Each man seems to understand something of faith, but by no means have grasped all of the essentials. So why does Jesus say that the later, the tax collector, left the Temple being justified? Because the Pharisee in the end trusted in his ability to keep the law, and the tax collector in the end trusted in God for mercy and compassion. That is the difference. And it is a huge difference. [Ibid.]

And as we begin to get the point of this parable, don’t we come dangerously close to repeating it: for if we thank God that we are not like the Pharisee, then we have committed the same mistake. Instead, our model is the tax collector. Our prayer should simply be, "God, be merciful to a sinner like me."

How does today’s Gospel passage begin? "Jesus told this parable to some who trusted in themselves . . . and regarded others with contempt." Piety at its best makes you and me more open to God’s love for us and for others.
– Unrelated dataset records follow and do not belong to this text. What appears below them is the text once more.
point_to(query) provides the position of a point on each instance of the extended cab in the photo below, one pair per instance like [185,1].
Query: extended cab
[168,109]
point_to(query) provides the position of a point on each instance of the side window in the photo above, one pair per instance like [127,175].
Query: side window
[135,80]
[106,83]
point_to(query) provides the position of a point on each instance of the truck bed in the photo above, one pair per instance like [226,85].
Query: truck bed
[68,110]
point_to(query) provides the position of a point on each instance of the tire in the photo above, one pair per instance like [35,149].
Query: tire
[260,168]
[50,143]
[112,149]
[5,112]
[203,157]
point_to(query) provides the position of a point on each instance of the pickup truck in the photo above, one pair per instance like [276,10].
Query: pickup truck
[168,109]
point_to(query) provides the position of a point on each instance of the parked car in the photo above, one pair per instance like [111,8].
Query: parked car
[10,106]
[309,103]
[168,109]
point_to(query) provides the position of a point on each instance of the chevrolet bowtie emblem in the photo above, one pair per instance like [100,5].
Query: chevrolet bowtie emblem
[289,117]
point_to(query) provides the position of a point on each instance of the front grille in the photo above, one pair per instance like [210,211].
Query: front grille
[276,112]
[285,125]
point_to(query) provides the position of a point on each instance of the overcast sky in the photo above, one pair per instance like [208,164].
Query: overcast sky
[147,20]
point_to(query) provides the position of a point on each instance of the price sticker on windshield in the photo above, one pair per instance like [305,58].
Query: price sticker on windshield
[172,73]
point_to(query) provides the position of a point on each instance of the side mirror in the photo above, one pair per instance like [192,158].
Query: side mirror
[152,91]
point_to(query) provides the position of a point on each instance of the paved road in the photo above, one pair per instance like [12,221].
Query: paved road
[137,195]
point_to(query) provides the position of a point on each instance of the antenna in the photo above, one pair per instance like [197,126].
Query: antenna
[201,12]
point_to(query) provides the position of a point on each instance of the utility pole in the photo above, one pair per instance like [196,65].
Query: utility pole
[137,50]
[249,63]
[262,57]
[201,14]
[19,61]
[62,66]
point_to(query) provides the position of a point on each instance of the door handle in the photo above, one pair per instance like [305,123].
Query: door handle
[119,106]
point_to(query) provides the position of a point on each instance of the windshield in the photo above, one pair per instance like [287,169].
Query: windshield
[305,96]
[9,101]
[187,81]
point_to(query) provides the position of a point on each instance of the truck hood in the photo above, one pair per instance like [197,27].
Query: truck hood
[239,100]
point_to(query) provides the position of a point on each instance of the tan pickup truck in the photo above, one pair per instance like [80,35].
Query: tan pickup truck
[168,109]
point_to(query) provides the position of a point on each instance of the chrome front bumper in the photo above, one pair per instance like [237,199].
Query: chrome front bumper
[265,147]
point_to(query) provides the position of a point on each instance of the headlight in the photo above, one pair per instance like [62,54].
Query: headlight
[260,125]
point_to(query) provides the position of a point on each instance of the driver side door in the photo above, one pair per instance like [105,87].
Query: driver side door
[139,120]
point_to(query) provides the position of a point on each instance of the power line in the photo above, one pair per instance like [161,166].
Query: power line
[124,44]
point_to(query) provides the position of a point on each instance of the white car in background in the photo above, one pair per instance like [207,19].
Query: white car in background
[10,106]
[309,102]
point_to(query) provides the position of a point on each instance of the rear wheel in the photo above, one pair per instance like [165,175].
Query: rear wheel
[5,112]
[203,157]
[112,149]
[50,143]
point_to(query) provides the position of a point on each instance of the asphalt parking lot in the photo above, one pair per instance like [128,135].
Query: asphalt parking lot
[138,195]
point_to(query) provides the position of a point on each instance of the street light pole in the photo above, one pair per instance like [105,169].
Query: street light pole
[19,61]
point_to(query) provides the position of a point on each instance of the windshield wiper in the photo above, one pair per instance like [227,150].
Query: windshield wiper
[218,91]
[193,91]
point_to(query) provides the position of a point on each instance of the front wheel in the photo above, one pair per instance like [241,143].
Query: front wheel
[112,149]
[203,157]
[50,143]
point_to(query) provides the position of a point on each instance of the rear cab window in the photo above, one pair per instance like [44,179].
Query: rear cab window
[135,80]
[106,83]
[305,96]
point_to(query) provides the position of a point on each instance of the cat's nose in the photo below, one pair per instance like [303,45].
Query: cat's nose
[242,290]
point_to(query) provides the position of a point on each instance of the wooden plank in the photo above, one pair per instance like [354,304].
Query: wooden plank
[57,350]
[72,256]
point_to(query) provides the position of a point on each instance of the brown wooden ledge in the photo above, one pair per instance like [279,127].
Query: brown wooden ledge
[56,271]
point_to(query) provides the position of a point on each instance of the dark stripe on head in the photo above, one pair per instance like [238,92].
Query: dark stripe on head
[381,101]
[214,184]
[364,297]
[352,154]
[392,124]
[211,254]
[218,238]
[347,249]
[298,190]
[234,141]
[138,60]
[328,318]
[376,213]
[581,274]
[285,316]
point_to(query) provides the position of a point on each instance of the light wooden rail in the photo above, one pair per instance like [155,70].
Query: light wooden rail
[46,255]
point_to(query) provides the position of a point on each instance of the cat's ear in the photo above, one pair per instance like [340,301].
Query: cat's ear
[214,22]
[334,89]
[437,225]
Piety at its worst is used to justify contempt of God’s children." [Ibid.]

Humility is a cardinal virtue which works to remind us that we are not the Almighty, but we are in need of the Almighty. As the Body of Christ, we are at our strongest not when we list our accomplishments, but when we claim our need of God alone.

May our lives from this day forward reflect a simple prayer: God, be merciful to a sinner like me. May the cathedral parish grow in understanding how dependent we are upon God. Let us enthrone the Lord as the one rely on and let us embody the Lord’s call to love, heal, and serve in lavish and stupendously generous ways. If praying shapes believing, then what we believe and how we live out that belief all flows from what we pray in this place this morning.

My friends, may God be merciful to sinners like you and me. And may we, in turn, be the very incarnation of that divine and never-ending mercy, that we might live this Temple justified.